Book Review Summary:

  • A book review on Hippocampus's Garden highlights the book's ability to make complex AI concepts understandable. The reviewer appreciates the practical focus and the detailed explanations of advanced topics like finetuning and inference optimization. The book is recommended for anyone looking to build AI applications, from beginners to experienced engineers.

Plot Summary

The book does not have a traditional narrative plot but rather a structured guide that covers various aspects of AI engineering.
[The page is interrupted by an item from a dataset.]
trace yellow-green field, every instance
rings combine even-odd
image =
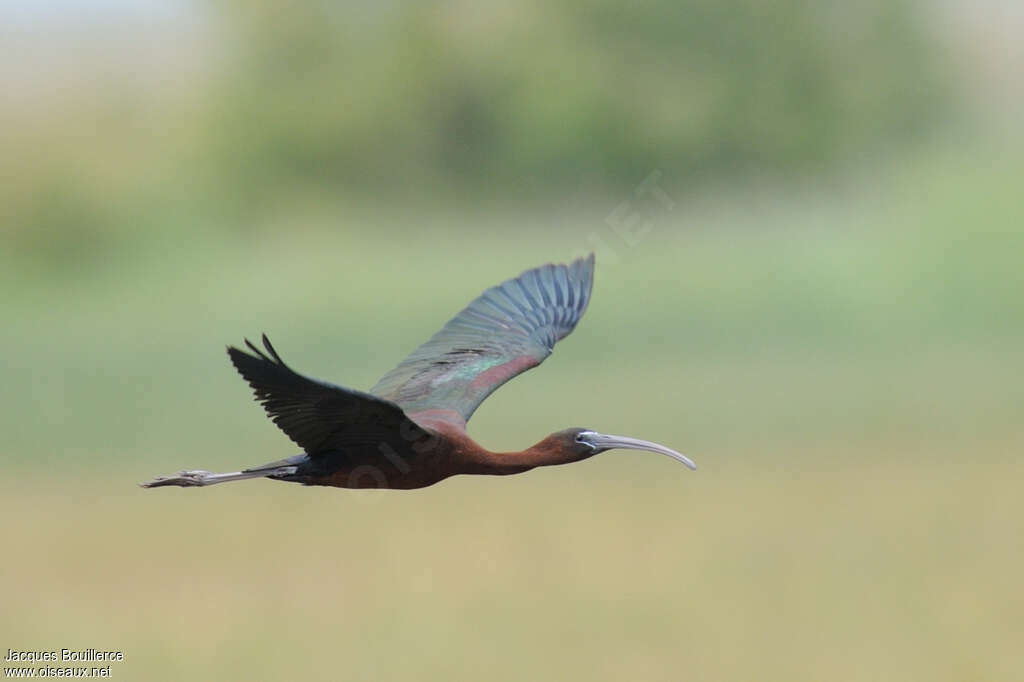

It starts by explaining the transition from ML to AI engineering and then delves into the specifics of working with foundation models. It covers topics such as prompt engineering, RAG strategies, AI evaluation, agent development, data quality, model optimization, and the importance of feedback loops for continuous improvement.

In summary, "AI Engineering" by Chip Huyen is a seminal work that provides a comprehensive framework for building AI applications. Its emphasis on product-focused work, detailed case studies, and practical advice make it a valuable resource for anyone involved in AI engineering.